Literature DB >> 21939709

Age-related changes in durability and function of vaccine-elicited influenza-specific CD4(+) T-cell responses.

Yolanda D Mahnke1, Areej Saqr, Staci Hazenfeld, Rebecca C Brady, Mario Roederer, Ramu A Subbramanian.   

Abstract

The major antigenic component of licensed influenza vaccines, hemagglutinin (HA), elicits predominantly type-specific antibody responses, thus necessitating frequent antigenic updates to the annual vaccine. However, accumulating evidence suggests that influenza vaccines can also induce significant cross-reactive T-cell responses to highly divergent, heterosubtypic HA antigens not included in the vaccine. Influenza vaccines are less effective among the elderly and studies that characterize cross-reactive T-cell immunity in this vulnerable population are much needed.
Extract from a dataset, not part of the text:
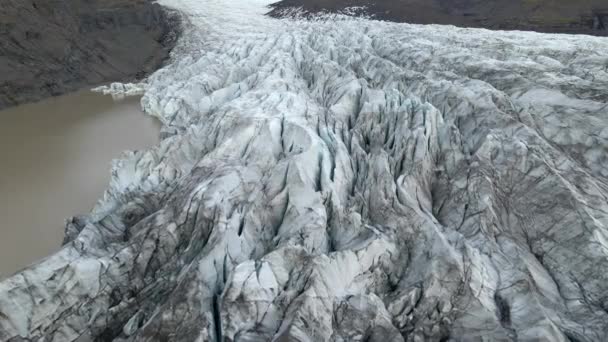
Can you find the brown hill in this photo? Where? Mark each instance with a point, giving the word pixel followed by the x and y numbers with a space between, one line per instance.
pixel 48 47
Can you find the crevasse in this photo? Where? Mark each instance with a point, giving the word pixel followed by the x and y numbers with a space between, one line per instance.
pixel 342 179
Here, we systematically compare the ex vivo frequency, cytokine profile and phenotype of vaccine-elicited HA-specific T-cell responses among a cohort of young (18-49 years old) and elderly (≥70 years old) vaccinees, as well as the maturation and activation phenotype of total CD4(+) and CD8(+) T-cells. IFN-γ production after in vitro expansion and HA-specific Ab titers were also determined. We find that vaccine-elicited ex vivo frequencies of CD4(+) T-cells elicited by vaccination reactive to any given homo- or heterosubtypic Ag were comparable across the two age groups. While, no differences were observed between age groups in the phenotype of Ag-specific or total CD4(+) T-cells, PBMC from young adults were superior at producing IFN-γ after short-term Ag-specific culture. Significantly, while vaccine-elicited T-cell responses were durable among the younger vaccinees, they were short-lived among the elderly. These results have important ramifications for our understanding of vaccine-induced changes in the magnitude and functionality of HA-specific CD4(+) T-cells, as well as age-related alterations in response kinetics.
Copyright © 2011 Elsevier Ltd. All rights reserved.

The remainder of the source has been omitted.